Many webinar technologies allow you to add polling slides to your presentation. You can ask the audience a multiple choice question and collect the answers. These can be useful, but I find that some of my clients want to overuse the feature. Let’s talk about some of the benefits and pitfalls you may encounter in audience polling.
One of the obvious benefits is engaging the audience and getting them to interact with you. People do zone out and lose concentration when they passively sit and watch/listen to a webcast. Anything that makes them turn on their brain and get some blood flowing through their fingertips is a good thing.
Another benefit is that you can learn some useful things about your audience that can help your presentation or your business. But there is an associated pitfall with this use of polling. Your attendees did not sign up to be part of a market research focus group. They are there to get something from you in exchange for their valuable time. Start treating them as lab rats and you are going to engender badwill (is that a word?) and see people leave.
Make sure to always introduce polling slides with some statement of why the audience’s participation will benefit them (at least indirectly). If you are asking them to identify themselves in some demographic, tell them it’s so you can tailor your presentation more specifically to their interests. Or say it’s a way for you to understand their concerns and preferences so your business can be more responsive. Anything that turns it around in their mind from something you are doing for your own selfish reasons into something that is magnanimous and oriented towards them.
Another key concept is to show the polling results to the audience whenever possible. Some of the vendors (like Microsoft) allow you (and optionally the audience) to see the results as they are entered – changing in real time. This is a great thing to show. The dynamic display at least gives your attendees something to watch, instead of sitting there with a static screen and idly waiting for the voting period to end. Occasionally you really don’t want to show the results. For instance, if you are asking for feedback at the end of the webinar on the content quality and strength of the speaker, you might want to keep the results hidden to prevent the possibility of ending with a negative association in somebody’s mind.
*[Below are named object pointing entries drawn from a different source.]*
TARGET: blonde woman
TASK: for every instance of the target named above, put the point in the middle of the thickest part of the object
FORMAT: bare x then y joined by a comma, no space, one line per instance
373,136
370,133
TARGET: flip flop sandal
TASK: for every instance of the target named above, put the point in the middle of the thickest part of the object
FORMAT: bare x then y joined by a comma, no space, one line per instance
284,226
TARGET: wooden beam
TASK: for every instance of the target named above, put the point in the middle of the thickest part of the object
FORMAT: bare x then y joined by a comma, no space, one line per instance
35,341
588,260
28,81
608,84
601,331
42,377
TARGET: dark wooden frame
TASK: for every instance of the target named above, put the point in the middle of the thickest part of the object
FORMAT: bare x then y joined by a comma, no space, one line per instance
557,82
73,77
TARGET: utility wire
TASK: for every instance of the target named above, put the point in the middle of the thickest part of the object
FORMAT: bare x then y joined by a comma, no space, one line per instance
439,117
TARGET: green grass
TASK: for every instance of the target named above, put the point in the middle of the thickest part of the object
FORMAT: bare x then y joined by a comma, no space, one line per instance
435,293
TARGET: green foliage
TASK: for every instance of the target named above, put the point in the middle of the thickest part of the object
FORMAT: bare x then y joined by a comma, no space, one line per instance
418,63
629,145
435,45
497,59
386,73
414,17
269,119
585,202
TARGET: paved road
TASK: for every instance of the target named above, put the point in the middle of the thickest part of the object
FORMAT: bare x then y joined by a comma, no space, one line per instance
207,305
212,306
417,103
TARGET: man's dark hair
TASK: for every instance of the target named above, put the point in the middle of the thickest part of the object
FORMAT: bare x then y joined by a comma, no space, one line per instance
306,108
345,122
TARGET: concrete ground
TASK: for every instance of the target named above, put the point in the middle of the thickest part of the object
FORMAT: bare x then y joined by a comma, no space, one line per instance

A final note on this subject is to remember that these polls only allow one answer per person. Work diligently at framing your questions and answers in such a way that one of the answers will be appropriate for any given audience member. Include “All of the above” and “None of the above” if needed. Attendees feel frustrated if more than one answer is applicable and they are forced to pick and choose to meet your restrictions. Sometimes you have to remind them to pick the “most applicable” or “highest priority” answer when several might apply.